Mord an Mädchen "Wie eine Narbe": Was der Tod von Luise (†12) mit Freudenberg gemacht hat

Freudenberg im Siegerland bei Einbruch der Nacht
Freudenberg im Siegerland war für seinen historischen Kern bekannt. Seit März 2023 ist es auf eine weitere, traurige Art berühmt
© Sandra Stein
Vor einem Jahr töteten zwei Schülerinnen in Freudenberg die zwölfjährige Luise. stern-Reporter haben den Ort seither regelmäßig besucht. Über eine Stadt, die um Versöhnung ringt und um die Zukunft der betroffenen Familien.

Anmerkung: Dieser Text erschien erstmals am 9. Dezember 2023. Anlässlich des Jahrestags der Tat haben wir ihn um einen Epilog aktualisiert und veröffentlichen ihn an dieser Stelle erneut.

Wenige Wochen nach dem Tod von Luise F. schieben sich die Menschen durch die Straßen und Gässchen von Freudenberg im Siegerland. Es ist Frühlingsmarkt. Stände links und rechts auf gepflastertem Stein und vor prächtigem Fachwerk. Holz und Glas, Honig und Gewürze, Bürsten und Messer. Oben im Örtchen Oldtimer, unten Flohmarkt und Strickleiterklettern der Jugendfeuerwehr. Die "Siegener Zeitung", sie hat auch einen Stand, wird anderntags schreiben, "Freudenberg holt sich ein Stück Normalität zurück", und auf den ersten Blick wirkt das so. Lachende Kinder, Bier vom Fass, Bratwurst und Steak vom Schwenkgrill. So riecht und schmeckt Normalität.

Normalerweise.

Und doch ist das nur malerische Fassade. Kaum ein Gespräch, das sich nicht dreht auf den 11. März und die Tat, die drei Familien zerstörte und den Ort erschütterte: der Mord an der zwölf Jahre alten Luise F., begangen von zwei Schulkameradinnen.

Danach zog ein Sturm über das Städtchen und seine knapp 18.000 Einwohner. Reporter aus ganz Europa fielen ein, und nicht wenige von ihnen hinterließen verbrannte Erde.

Portrait von Freudenberg-Bürgermeisterin Nicole Reschke
Freudenbergs Bürgermeisterin Nicole Reschke wirbt für einen maßvollen Umgang mit allen betroffenen Familien
© Sandra Stein
Fortuna Freudenberg-Vorsitzender Christian Janusch
Christian Janusch von Fortuna Freudenberg vergleicht die Lage im Ort mit "einer Narbe, die nur langsam verwächst"
© Sandra Stein

Es ist die Zeit, da bei den Seelsorgern die Telefone nicht stillstehen und sich tief nachts noch schlaflose Menschen melden mit der Bitte um Hilfe oder ein offenes Ohr.

Die Zeit, da Bürgermeisterin Nicole Reschke von Hassmails berichtet. Nur weil sie zu einem vernünftigen und maßvollen Verhalten mit allen drei Familien aufgerufen hatte, "das hat mich überrollt".

Und es ist die Zeit, da der Vorsitzende des örtlichen Fußballklubs, Christian Janusch, angefasst im Vereinsheim von SV Fortuna Freudenberg vor einer Wand mit Pokalen sitzt und das Gefühl dieser Tage beschreibt als "ein Nebel, eine Dunstglocke, ein Betonklotz über der Stadt".

Das ist die Gemengelage im Frühjahr.

Über Monate hinweg sind zwei Reporter des stern in regelmäßigen Abständen in den Ort gefahren.

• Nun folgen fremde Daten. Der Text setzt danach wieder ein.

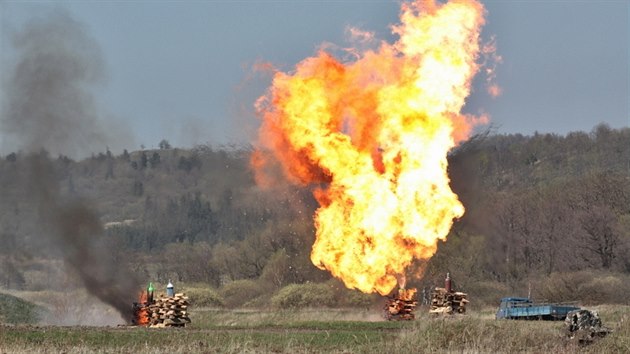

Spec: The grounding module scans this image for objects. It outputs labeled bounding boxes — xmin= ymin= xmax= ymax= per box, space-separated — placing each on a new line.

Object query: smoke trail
xmin=1 ymin=10 xmax=137 ymax=318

Sie haben mit Politikern gesprochen, mit Behördenvertretern, mit Seelsorgern und einem Geistlichen, mit Bürgern, Gastronomen, Vereinsvertretern – und schließlich auch mit dem Vater einer der Täterinnen. Sie konnten den Tathergang und die Motivlage rekonstruieren – sofern man von einem Motiv überhaupt reden kann.

Sie gingen aber auch der Frage nach, wie eine kleine Stadt dieses große Verbrechen verarbeitet. Wie umgehen mit den Familien? Und wie mit den jungen Täterinnen, vor denen noch ein Leben liegt?